Argos, a retail group which has been almost an institution in our family – as in ‘sure you’ll get that cheaper in Argos’ – revealed it’s closing all 34 of its outlets in Ireland by the end of June, resulting in a loss of 580 jobs, some of which will affect local Rossies.

A staple of any Irish family (and it was voted ‘most-looted shop in Britain, 2011’ – probably because it stocks everything) you could say that Argos has reached cult status.

Memorable for its inexpensive jewellery – remember the cheesy, yet obligatory Elizabeth Duke clown necklace of the ‘80s – and the miniscule in-store pens provided so shoppers could jot down their order numbers for the cashier, Argos is now sadly, no more (as of this June). In fact those little pens and order slips haven’t been a feature of Argos for a long time, this  following its decision to scrap their physical A to Z flip-through catalogue in favour of online browsing.

Yes folks, it’s been a while since I’ve sat on the sofa, catalogue in hand, precariously balanced cup of coffee on the armrest, as I leafed through thousands of glossy pages circling ‘stuff’ and ‘thingamajigs’ I didn’t need, but wanted anyway!

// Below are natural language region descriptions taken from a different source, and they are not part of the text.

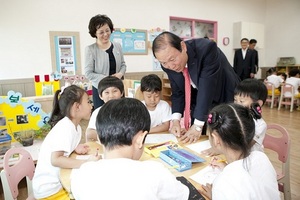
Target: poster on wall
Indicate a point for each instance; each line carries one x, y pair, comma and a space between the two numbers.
133, 41
65, 53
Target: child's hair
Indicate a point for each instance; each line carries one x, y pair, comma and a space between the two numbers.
254, 88
151, 83
63, 101
271, 70
119, 120
294, 72
284, 76
234, 124
110, 81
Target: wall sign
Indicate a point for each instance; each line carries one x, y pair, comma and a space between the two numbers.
133, 41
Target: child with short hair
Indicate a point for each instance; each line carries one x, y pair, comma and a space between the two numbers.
122, 126
252, 93
160, 110
109, 88
250, 173
70, 106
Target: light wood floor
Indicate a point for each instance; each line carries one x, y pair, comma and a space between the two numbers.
291, 121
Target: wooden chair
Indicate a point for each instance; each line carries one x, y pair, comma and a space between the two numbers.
287, 96
13, 173
281, 145
272, 95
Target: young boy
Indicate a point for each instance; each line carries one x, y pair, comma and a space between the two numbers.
122, 125
247, 93
109, 88
160, 110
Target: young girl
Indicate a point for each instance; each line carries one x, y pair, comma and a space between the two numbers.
70, 106
245, 174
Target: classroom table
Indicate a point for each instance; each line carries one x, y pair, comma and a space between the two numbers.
65, 174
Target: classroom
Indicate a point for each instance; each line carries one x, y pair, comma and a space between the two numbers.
28, 30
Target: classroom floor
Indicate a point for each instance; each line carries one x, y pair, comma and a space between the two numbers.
289, 120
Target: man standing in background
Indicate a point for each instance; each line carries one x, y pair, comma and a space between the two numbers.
252, 44
244, 63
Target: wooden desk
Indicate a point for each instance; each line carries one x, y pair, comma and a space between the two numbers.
65, 174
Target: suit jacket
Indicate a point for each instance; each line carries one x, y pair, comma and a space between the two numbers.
211, 72
243, 67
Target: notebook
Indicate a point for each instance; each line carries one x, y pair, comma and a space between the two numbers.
194, 193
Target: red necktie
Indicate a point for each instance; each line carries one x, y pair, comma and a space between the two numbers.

Mind you, the demise of Argos won’t affect the younger smartphone-browsing-generation who’ll fail to see the significance of the annual Christmas ‘book of dreams’ that you handed your kids to make their ‘Santy list’ – and, in my case, to keep the little darlings quiet for an hour or two.

Farewell Argos, no more will we hit you up for our electrical items, bikes, garden sheds, TVs, and everything else a good Irish home needs. Your absence as an employer (and my thoughts are with those losing their jobs), and as a supplier, will be felt nationwide.

Denis Naughten stepped up and took action

It’s not in my nature both as a voter and (especially not) as a journalist who must remain fair and balanced at all times, to show bias towards any politician.

However, I have to say well done to Independent Roscommon-Galway TD Denis Naughten for his part in the ‘new protocol’ at Roscommon Hospital which allows ambulances to bring patients (who meet certain clinical criteria),and who’d otherwise become victims of the trolley crisis, directly to the hospital.

We all remember how former Taoiseach Enda Kenny promised to ‘protect and defend’ the A&E at our local hospital; then, no sooner was he elected, he oversaw its closure. And yes, I know I should ‘let it go’ but I won’t! I’m sick to my back teeth of the way in which the good and decent people of this county have their rights abandoned and their entitlements erased by those in power…and breathe!

Back to Denis, a man who, when everyone else seemed to wring their hands and shake their heads in exasperation, stepped up, took action, and provided results. Go raibh maith agat Denis!